Вскоре мы оказались на открытой воде. Стояла ночь, но без луны и звезд. Мы плыли по каналу, который казался мне знакомым. Мы находились в самом центре Ирайи, но нам не попалось ни одной гондолы, ни одного судна. Я не был ни скован, ни связан, мог бы выпрыгнуть из лодки; если бы не получилось, хоть бы закричал о помощи. Но я ничего не предпринял. Может быть, я находился под воздействием заклинания, а может, и в шоке после пыток. Скорее последнее, поскольку мне продолжало казаться, что наяву ничего не происходит, а я просто галлюцинирую.

Я запомнил из этого путешествия только куски. Мы плыли с такой же скоростью, с какой в свое время спускались по реке с гор, вступая в Гомалалею. В канал впадала Змеиная река, и тут я понял, что мы во власти колдовства, поскольку поднимались вверх, по реке без парусов и весел. Когда мы миновали городские окраины, справа я увидел Священную гору. Затем мне вспоминается какое-то глубокое ущелье. Шипящая за бортом река казалась наполненной не водой, а какой-то темной, густой, маслянистой жидкостью.

Гриф даже не тронул руля, но внезапно судно резко свернуло в сторону, едва не врезавшись в поднимающийся утес. Но там разверзлась пасть пещеры, которую вода, видимо, вымывала не одно столетие. Внутри оказался каменный причал. Гриф привязал лодку, выбрался из нее, обернулся и поманил меня. Каждая оставшаяся в живых частичка души призывала меня сражаться, но я последовал за ним, неловко перешагивая через сиденья в лодке, а затем поднялся вверх, на сырой причал, высеченный в камне. Ноги дрожали, разум вопил: «Беги! Ты не должен подниматься по этим ступеням! Ты не должен!» А я поднимался.

Гриф взял один из факелов, торчащих по обе стороны сводчатого прохода, и еще раз поманил меня. Я услыхал вой и понял, что там, наверху, — огромный разрушенный проклятый город на каменистом плато. И там, наверху, в этом городе, в руинах амфитеатра, сидели терпеливым кольцом те чудовища. И эти твари выли на луну. Я вдруг подумал, что, наверное, они некогда были людьми. Людьми, заключившими черную сделку.

Я шел за Грифом. Мысли мои, замедленные, словно я был под действием наркотиков, говорили мне, что, должно быть, ни одна жертва не вернулась назад по этим ступеням, и я отчаянно начал обдумывать мое положение. Но выхода из него не придумал. Раскатился гул, как от гигантского барабана. Мы вошли в громадный зал, потолок которого уходил высоко во тьму. Я вновь услыхал звук барабана, Гриф повернулся, и я увидел, как горит, трепещет огонек в его пустой глазнице.

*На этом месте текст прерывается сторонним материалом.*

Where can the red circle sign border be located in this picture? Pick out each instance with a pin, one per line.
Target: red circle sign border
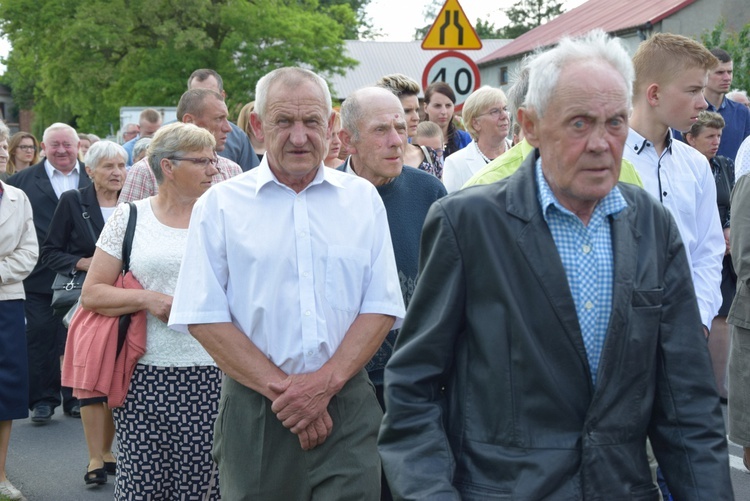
(451, 53)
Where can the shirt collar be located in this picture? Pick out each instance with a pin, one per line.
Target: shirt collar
(266, 176)
(51, 170)
(723, 105)
(612, 204)
(640, 144)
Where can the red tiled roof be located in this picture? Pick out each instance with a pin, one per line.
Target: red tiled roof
(610, 15)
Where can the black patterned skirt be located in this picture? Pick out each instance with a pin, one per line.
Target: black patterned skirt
(165, 433)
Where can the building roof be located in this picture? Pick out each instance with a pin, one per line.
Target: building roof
(613, 16)
(383, 58)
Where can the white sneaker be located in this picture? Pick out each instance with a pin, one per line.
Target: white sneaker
(10, 492)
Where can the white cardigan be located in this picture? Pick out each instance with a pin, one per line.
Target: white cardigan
(19, 249)
(462, 165)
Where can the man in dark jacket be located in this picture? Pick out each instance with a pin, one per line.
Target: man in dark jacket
(551, 330)
(45, 335)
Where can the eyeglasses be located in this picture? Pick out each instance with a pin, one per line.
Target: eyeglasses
(495, 112)
(203, 161)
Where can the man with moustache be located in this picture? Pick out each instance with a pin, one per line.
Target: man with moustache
(43, 184)
(204, 108)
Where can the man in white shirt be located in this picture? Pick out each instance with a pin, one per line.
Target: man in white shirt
(671, 72)
(292, 294)
(43, 184)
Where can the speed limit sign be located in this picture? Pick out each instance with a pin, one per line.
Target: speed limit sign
(455, 69)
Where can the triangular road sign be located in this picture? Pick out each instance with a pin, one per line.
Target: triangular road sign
(452, 30)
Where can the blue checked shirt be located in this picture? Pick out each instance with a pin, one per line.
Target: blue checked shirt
(586, 254)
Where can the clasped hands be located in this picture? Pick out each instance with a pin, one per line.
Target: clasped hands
(302, 406)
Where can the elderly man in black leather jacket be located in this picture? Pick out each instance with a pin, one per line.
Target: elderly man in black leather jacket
(553, 327)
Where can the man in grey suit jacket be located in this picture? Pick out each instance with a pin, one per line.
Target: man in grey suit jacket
(553, 327)
(45, 335)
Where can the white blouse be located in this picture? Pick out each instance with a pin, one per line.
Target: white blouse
(155, 262)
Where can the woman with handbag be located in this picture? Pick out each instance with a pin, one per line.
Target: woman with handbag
(68, 249)
(165, 426)
(18, 254)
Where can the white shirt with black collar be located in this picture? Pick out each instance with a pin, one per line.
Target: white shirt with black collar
(62, 182)
(681, 179)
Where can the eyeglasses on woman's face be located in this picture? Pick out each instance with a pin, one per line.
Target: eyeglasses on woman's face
(202, 162)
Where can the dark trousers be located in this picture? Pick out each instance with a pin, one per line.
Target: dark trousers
(45, 340)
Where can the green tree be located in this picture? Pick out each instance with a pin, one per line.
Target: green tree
(429, 13)
(487, 30)
(526, 15)
(737, 43)
(79, 62)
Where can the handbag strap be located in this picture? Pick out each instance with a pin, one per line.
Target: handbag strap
(127, 243)
(86, 216)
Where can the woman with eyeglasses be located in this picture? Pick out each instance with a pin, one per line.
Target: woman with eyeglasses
(24, 152)
(18, 255)
(422, 157)
(165, 427)
(486, 118)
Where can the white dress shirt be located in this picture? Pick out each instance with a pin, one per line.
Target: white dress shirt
(62, 182)
(681, 178)
(290, 270)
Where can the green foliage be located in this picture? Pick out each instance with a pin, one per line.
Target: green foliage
(526, 15)
(429, 13)
(738, 46)
(79, 62)
(487, 30)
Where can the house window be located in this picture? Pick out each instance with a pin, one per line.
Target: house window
(504, 75)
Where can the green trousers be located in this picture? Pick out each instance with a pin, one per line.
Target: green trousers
(259, 459)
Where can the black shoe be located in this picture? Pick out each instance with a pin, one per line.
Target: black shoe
(111, 467)
(74, 411)
(97, 476)
(41, 414)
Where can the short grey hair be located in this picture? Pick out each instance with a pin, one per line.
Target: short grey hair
(104, 150)
(290, 77)
(59, 126)
(175, 140)
(399, 84)
(735, 93)
(4, 131)
(545, 68)
(520, 87)
(193, 101)
(480, 99)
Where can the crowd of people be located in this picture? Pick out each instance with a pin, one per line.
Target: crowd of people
(320, 320)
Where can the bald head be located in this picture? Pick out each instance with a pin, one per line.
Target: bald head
(373, 129)
(362, 103)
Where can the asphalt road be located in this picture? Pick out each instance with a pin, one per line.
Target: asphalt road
(48, 463)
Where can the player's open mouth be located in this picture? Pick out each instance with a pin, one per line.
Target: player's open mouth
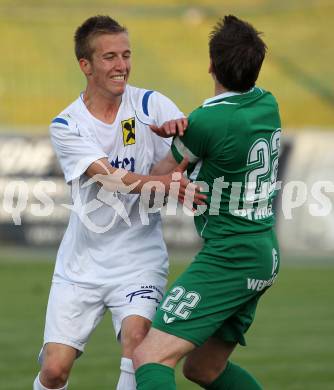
(119, 77)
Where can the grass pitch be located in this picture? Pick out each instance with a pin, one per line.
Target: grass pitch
(290, 346)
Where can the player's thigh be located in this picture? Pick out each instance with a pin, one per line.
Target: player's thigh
(133, 304)
(73, 312)
(222, 279)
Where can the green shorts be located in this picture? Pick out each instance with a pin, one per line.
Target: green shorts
(218, 293)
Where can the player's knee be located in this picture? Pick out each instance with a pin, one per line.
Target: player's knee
(133, 338)
(199, 374)
(54, 375)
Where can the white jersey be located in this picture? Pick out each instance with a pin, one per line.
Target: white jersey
(101, 243)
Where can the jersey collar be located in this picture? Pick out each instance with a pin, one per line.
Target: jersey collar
(225, 95)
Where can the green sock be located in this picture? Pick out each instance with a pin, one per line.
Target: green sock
(153, 376)
(234, 378)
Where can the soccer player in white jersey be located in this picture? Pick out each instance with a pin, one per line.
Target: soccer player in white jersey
(107, 260)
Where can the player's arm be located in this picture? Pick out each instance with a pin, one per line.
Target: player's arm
(171, 128)
(165, 166)
(117, 179)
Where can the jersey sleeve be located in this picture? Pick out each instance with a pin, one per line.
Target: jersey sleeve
(194, 143)
(161, 108)
(161, 147)
(75, 152)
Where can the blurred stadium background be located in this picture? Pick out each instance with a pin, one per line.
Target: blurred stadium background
(291, 345)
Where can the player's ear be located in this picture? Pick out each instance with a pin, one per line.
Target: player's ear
(210, 70)
(85, 66)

Я услышал, как кто-то говорил о моих желаниях, о моих стремлениях, о моей судьбе и потом рассмеялся. Смех гремел все громче, громче, ему вторил вой чудовищ, радующихся боли и смерти, разрастаясь в какофонию.

И появился Равелин. Тишина обрушилась на зал, на этих чудовищ, как удар топора. Гриф превратился в статую. На принце были кроваво-красные штаны и черная длинная туника с золотой шнуровкой вокруг шеи и запястий. На поясе — разукрашенный кинжал. Словно он собрался на придворный прием.

— Итак, мы дошли до конца, Антеро, — сказал Равелин очень спокойно. — Хочешь знать свою судьбу? — Я промолчал. — Через считанные мгновения я лишу тебя физического тела. Большая часть твоей души развеется ветром, когда я подчиню тебя себе. Но ты будешь больше чем просто несчастный скитающийся дух, подобный твоему брату или твоему рабу, убитому этим вот негодяем. Часть тебя я сохраню в моей собственной душе, чтобы ты оказался свидетелем, глядя моими глазами, какие великие изменения придут в этот мир. Свидетелем, беспомощным что-либо сделать, разве что вскрикнуть в безмолвном ужасе.